Phishers Try To Reel In Small Businesses

Online phishing scams come in various flavors. Yet the basic MO is to steal a well-recognized brand such as eBay or Citibank and attach the logo to an E-mail with an innocent-sounding subject line such as, "Account activation required." The victim is then transported to a phony Web site where personal data is taken down and used to commit fraud.

Phishing is by no means the only online threat faced by small-business owners. Identity theft costs U.S. businesses and consumers $50 billion to $60 billion a year, according to the Federal Trade Commission. Banking activity accounts for 56% of reported incidents.

Last month, a Miami businessman sued Bank of America to recover $90,000 that he claims was stolen and diverted to a bank in Latvia after his computer was infected by a Trojan horse computer virus. His PC was found to be infected by coreflood, which logs victims' keystrokes through a back door installed on their computers. The lawsuit claims that Bank of America was negligent in not alerting him to the existence of the virus.

Online thieves are becoming more sophisticated in their techniques. During January, the Anti-Phishing Working Group reported "significant gains" in attackers using malicious code to gain access to end-user keystrokes. Password-stealing Trojans aren't just coming through E-mail, the group says in a report on its Web site. "We have seen multiple attacks through Microsoft Messenger, where Trojan horses and password-stealing keyloggers are run."
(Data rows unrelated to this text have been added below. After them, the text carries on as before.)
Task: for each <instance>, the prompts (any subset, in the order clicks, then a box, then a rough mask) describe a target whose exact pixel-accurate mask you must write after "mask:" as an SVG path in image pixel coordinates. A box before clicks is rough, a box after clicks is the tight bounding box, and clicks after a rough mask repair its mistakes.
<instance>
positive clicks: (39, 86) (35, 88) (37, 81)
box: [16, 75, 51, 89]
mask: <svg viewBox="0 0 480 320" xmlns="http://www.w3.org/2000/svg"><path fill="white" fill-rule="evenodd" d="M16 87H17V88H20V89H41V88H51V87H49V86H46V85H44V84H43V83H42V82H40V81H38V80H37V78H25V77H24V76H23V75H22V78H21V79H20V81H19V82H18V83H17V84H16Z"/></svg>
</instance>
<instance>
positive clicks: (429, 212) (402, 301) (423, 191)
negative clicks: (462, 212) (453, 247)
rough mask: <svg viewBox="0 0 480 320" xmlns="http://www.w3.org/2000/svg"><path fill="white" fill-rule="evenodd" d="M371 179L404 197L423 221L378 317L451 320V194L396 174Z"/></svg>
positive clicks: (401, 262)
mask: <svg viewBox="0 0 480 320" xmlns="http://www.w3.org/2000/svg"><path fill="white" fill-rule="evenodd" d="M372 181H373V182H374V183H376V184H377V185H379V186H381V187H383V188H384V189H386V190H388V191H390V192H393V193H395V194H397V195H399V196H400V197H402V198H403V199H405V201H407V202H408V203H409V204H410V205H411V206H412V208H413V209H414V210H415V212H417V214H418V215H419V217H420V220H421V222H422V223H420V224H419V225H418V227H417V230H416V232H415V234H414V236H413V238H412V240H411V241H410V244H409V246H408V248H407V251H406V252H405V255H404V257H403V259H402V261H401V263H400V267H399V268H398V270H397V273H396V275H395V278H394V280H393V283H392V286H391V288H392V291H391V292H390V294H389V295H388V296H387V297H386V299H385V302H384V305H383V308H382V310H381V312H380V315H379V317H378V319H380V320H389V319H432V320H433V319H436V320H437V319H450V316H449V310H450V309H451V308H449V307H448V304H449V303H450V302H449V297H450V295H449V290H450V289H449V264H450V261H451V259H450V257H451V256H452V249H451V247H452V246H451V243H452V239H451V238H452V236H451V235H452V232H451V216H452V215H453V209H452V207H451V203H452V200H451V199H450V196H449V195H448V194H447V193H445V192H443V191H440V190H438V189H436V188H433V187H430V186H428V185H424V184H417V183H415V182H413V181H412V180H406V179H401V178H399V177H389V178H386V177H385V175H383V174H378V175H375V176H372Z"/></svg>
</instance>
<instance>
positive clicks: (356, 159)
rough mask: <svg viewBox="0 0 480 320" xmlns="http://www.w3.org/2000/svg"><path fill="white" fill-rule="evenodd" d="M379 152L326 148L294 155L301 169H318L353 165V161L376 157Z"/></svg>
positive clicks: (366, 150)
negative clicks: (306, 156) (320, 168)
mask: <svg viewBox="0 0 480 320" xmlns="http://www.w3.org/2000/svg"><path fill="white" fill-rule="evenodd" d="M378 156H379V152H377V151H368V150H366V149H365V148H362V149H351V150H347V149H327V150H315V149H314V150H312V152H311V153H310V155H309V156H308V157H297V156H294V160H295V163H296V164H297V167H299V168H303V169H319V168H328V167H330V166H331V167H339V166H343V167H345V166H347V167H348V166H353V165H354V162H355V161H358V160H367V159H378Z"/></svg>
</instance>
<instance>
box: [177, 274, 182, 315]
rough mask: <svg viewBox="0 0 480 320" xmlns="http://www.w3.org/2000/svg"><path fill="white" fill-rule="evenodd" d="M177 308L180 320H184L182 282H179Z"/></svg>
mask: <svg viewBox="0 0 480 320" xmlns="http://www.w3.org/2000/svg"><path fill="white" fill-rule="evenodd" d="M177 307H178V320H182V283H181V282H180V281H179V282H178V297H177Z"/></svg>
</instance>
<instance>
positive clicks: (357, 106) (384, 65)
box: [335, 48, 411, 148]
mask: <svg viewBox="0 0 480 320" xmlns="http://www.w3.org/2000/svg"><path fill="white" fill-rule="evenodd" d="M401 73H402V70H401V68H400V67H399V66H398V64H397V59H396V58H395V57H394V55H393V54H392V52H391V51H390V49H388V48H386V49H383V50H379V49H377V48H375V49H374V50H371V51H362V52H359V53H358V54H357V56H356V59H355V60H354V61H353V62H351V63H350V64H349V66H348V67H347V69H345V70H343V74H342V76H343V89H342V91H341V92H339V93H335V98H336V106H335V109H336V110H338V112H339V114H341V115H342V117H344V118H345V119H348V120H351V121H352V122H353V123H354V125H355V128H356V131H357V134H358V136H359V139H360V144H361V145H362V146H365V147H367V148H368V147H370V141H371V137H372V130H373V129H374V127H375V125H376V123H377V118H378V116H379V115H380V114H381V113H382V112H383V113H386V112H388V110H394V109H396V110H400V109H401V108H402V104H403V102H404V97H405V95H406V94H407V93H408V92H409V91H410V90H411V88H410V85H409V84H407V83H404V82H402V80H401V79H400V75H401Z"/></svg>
The Bropia worm had five variants in January alone. Also common are blended attacks that use combinations of E-mail, instant messaging, and Web sites to gain access to confidential information. Three-quarters of 568 small-business owners recently surveyed by Forrester Research say they're concerned about phishing.

Should financial institutions be held financially liable for phishing vulnerabilities associated with their names? Share your thoughts with us.

Steven Marlin,
Associate Editor
[email protected]

Financial Misdeeds
Have you or has anyone you know received fraudulent E-mail that appeared to come from a financial provider?

The recent spate of identity thefts has heightened public concern about the safety of personal information. Phishing has caused alarm, too. A quarter of small-business owners interviewed by Forrester Research say they've either received fraudulent E-mails from financial providers or know someone who has.

Business As Usual
Concern about phishing has prevented you from enrolling in online banking or bill payment.

Potential bank fraud might be a small-business concern, yet few owners have changed their online banking habits because of the possibility

of being swindled, according to the Forrester study. The convenience of conducting electronic banking or bill paying is too great. More than half the companies surveyed say phishing has had no dramatic effect on their use of online banking or bill-payment services.

Little Reluctance
Concern about phishing has prevented you from applying online for a financial product.

Phishing concerns aren't preventing small-business owners from applying online for financial products either. This, despite the fact that phony Web sites that capture personal data are the favored method of phishers or that online applications generally require information that any phisher would be happy to have. Phishing has had no effect on applying online for financial products for eight in 10 small-business owners surveyed.

Unanswered Messages
Because of phishing, you no longer open E-mail messages that say they're from your financial provider.

Knowing whether an E-mail message is authentic is impossible. The best recommendation: Check with the source before responding electronically. The potential for a phishing message to be read is great. Among the business owners surveyed by Forrester Research, only 17% say they no longer open electronic messages from their financial providers. The rest will at least read an E-mail message if received.